Utilizing our relationship with Visa, we negotiated a unique partnership with United's frequent flyer program to redeem miles for music downloads.
To launch the "Mileage Plus Music" campaign we combined our efforts with the inaugural launch of the Sony Connect service.
I negotiated with United's CMO to provide a Boeing 777 for the first in-flight concert. We utilized our relationship with Interscope Records to recruit Sheryl Crow to perform on a charter flight from Chicago to Los Angeles with 100 VIP’s and press.
We recorded all the 7 songs she performed for an exclusive digital download EP that we sold via Sony Connect, in addition to a 7 camera video shoot of the event.
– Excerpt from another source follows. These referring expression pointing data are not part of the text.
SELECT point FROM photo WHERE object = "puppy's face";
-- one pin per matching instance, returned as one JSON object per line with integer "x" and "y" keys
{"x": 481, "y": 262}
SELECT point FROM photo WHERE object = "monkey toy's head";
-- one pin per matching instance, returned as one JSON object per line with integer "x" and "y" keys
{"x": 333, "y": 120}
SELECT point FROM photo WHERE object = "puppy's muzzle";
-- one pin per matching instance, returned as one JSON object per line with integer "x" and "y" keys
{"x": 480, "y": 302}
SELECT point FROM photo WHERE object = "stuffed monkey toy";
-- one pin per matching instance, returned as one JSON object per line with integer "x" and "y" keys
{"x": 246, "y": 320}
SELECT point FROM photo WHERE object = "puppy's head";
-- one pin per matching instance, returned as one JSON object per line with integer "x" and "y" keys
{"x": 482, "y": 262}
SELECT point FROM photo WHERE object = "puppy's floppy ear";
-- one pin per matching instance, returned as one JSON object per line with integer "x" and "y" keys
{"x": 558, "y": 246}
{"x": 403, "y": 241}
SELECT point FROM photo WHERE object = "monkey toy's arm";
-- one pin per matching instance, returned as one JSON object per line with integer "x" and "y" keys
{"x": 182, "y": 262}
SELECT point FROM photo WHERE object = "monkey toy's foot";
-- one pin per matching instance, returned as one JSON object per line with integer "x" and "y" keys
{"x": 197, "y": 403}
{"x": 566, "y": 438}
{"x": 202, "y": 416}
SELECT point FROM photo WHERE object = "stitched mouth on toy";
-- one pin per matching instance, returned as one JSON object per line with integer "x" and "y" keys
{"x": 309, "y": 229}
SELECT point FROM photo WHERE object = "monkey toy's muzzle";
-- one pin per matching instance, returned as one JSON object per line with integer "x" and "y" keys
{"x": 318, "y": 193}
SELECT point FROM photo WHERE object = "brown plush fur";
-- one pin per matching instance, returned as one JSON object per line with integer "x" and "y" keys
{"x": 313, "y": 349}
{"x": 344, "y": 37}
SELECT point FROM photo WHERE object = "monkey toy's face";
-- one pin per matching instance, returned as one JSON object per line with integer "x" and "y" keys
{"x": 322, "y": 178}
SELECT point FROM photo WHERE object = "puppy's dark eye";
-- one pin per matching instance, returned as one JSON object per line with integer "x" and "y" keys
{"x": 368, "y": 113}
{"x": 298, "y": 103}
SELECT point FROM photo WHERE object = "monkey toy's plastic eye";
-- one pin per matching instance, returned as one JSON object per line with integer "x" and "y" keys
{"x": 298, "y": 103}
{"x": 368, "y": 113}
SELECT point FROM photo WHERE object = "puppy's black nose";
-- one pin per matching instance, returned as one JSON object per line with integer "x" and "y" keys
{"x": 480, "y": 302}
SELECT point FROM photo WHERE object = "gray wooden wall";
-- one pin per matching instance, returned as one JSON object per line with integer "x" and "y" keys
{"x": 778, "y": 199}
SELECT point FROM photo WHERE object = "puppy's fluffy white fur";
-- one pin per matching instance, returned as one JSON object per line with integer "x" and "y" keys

We edited an EPK during the flight and rushed it to satellite distribution after we landed to make all the network evening news.
We produced a 30 sec TV spot from the footage and ran the spot on all the United flights for 6 weeks after event.
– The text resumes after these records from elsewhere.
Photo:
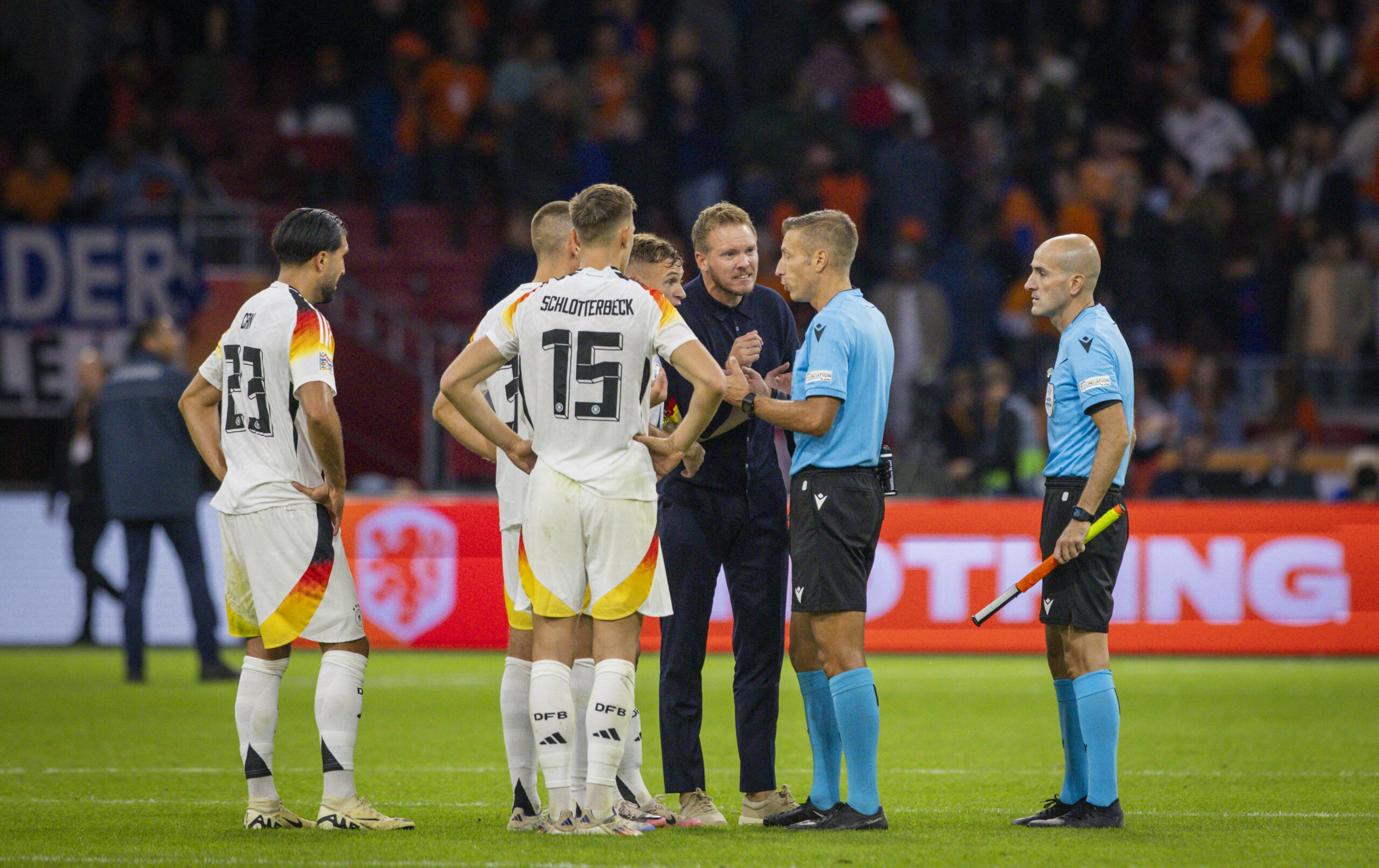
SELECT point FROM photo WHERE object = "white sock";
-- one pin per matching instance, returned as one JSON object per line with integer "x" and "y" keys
{"x": 553, "y": 729}
{"x": 255, "y": 718}
{"x": 629, "y": 771}
{"x": 581, "y": 687}
{"x": 513, "y": 699}
{"x": 610, "y": 719}
{"x": 340, "y": 702}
United’s press team ran a media evaluation of all the print, online and TV exposure we generated and estimated we communicated to over 60 million folks worldwide.
Here's a short video of this historic event:
Crow's show at 39,000 feet makes skies friendlier for musicians, fans
May 5, 2004 by Bill Zwecker Chicago Sun Times
"Well, this gives new meaning to the mile-high club," quipped Sheryl Crow Tuesday at O'Hare Airport, just before embarking on her first-ever in-flight concert on United Airlines Flight No. 9907.
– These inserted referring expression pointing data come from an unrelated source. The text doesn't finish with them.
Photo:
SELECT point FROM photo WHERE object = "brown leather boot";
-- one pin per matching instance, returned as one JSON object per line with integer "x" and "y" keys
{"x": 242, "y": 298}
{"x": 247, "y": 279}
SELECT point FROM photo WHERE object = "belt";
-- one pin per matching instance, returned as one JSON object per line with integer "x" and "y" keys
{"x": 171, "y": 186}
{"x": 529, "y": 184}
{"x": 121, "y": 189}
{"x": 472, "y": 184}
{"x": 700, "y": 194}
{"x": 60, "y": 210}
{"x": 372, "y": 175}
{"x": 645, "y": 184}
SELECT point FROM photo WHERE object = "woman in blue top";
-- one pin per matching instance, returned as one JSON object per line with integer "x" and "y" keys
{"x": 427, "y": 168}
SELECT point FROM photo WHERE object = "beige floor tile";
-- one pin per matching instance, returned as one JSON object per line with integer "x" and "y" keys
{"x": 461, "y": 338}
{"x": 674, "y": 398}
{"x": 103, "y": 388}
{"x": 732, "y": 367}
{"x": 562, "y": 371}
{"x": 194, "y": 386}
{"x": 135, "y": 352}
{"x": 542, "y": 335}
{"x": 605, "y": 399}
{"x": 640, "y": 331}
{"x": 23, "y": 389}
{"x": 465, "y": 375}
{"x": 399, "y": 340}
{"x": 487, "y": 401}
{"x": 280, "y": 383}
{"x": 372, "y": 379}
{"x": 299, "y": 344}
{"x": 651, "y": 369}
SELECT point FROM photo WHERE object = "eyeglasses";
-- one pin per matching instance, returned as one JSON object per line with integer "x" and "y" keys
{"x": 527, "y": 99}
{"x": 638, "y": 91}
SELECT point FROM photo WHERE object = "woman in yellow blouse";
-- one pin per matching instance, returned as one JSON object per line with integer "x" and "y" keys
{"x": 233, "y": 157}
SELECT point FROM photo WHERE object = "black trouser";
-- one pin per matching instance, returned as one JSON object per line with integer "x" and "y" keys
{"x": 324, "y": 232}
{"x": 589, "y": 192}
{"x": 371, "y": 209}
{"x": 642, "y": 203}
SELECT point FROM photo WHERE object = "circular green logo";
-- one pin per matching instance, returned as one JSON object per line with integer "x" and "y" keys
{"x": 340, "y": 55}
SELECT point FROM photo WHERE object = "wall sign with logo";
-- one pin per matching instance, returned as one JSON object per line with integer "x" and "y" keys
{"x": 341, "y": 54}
The Grammy winner teamed up with the Chicago-based carrier and Sony Music for the Chicago-to-L.A. flight to promote a new partnership that lets frequent fliers download songs via Sony's new Connect online music store.
Crow said the unusual marketing pitch appealed to her as "a longtime strong advocate of the protection of intellectual property rights. I think this is an exciting moment in the music business, a great alternative to make kids discover how not to steal from artists' creativity. Piracy has become such a terrible problem."
Crow laughed when asked how she felt when first approached about performing an acoustic, 40-minute set at 39,000 feet.
"First off, I wondered about the engine noise. How are we going to drown that out? What about plane vibrations? Where do we put the speakers? What if there's a lot of turbulence?"
Martin White, the airline's senior vice president of marketing, was beaming nearby. The unusual promotion had been his idea, a pitch to his corporate bosses that wasn't necessarily easy "but clearly will be well worth it," White said.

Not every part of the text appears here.